The response time rating manufacturers give don't mean much. It's a grey-to-grey measurement, which means 21% pixel blackout basically, which isn't very much. If 5 ms would be the real response time, the refresh rate would be 200 Hz (0.005 s= 1/200 s= 200 x 1/s= 200 Hz). The screen is however only capable of much less refreshes per second than the response time indicates, and if it were able of 200 refreshes per second, you would probably have to guess the image, because every part of the screen with movement would just look uniform grey.
Some "gaming" monitors that are held in very high regard by people involved with gamer marketing, have auto-interlacing features, that only render every other line so that the image looks clearer when the monitor is refreshing at 120 Hz. That means that basically only part of the pixels that you really want to see as fast a possible, are rendered immediately, and the rest in the next cycle, which reduces the advantage of the higher refresh rate. In 3D applications, this also reduces the 3D effect, which is based on alternating left-right occlusion. So it's definitely true that if you want a faster monitor for the competitive advantage, you have to live with the most shitty looking video, there just is no other way, anything you do to improve the image quality, costs speed.
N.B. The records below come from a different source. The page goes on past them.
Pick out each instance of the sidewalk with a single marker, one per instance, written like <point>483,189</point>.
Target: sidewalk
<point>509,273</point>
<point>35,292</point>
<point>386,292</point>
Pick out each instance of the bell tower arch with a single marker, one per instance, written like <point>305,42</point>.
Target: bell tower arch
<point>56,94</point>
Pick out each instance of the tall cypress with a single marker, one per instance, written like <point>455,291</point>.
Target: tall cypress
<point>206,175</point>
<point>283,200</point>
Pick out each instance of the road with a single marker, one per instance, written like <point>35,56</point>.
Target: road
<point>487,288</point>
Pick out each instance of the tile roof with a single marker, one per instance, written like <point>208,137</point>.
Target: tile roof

A full pixel refresh, not just grey-to-grey, because of reminiscence, takes much much longer than 5 ms on a monitor rated for 5 ms response time. That is also normal. On old CRT monitors, the reminiscence would be sometimes several seconds even (the monochrome IBM monitors of the 80's were notorious for their reminiscence, yet they were preferred over the colour monitors with much lower reminiscence, because of the higher resolution, as colour monitors had really low resolution and nothing much could fit on the screen), so digital flatpanels aren't all that shabby when it comes to refresh.
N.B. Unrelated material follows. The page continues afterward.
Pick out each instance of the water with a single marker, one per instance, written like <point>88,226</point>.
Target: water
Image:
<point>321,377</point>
I really like AH-IPS panels from LG, whatever brand of monitor they're used in. They look really good, even with disabled dynamic contrast, and they perform exactly like one would expect in terms of latency and reminiscence, that is, 99 % of what is technically possible. If you want more than that, it becomes really really expensive for only a little gain in performance. Most LG panel equipped monitors have a built-in low latency setting for gaming that can be enabled through the menu. That works pretty well.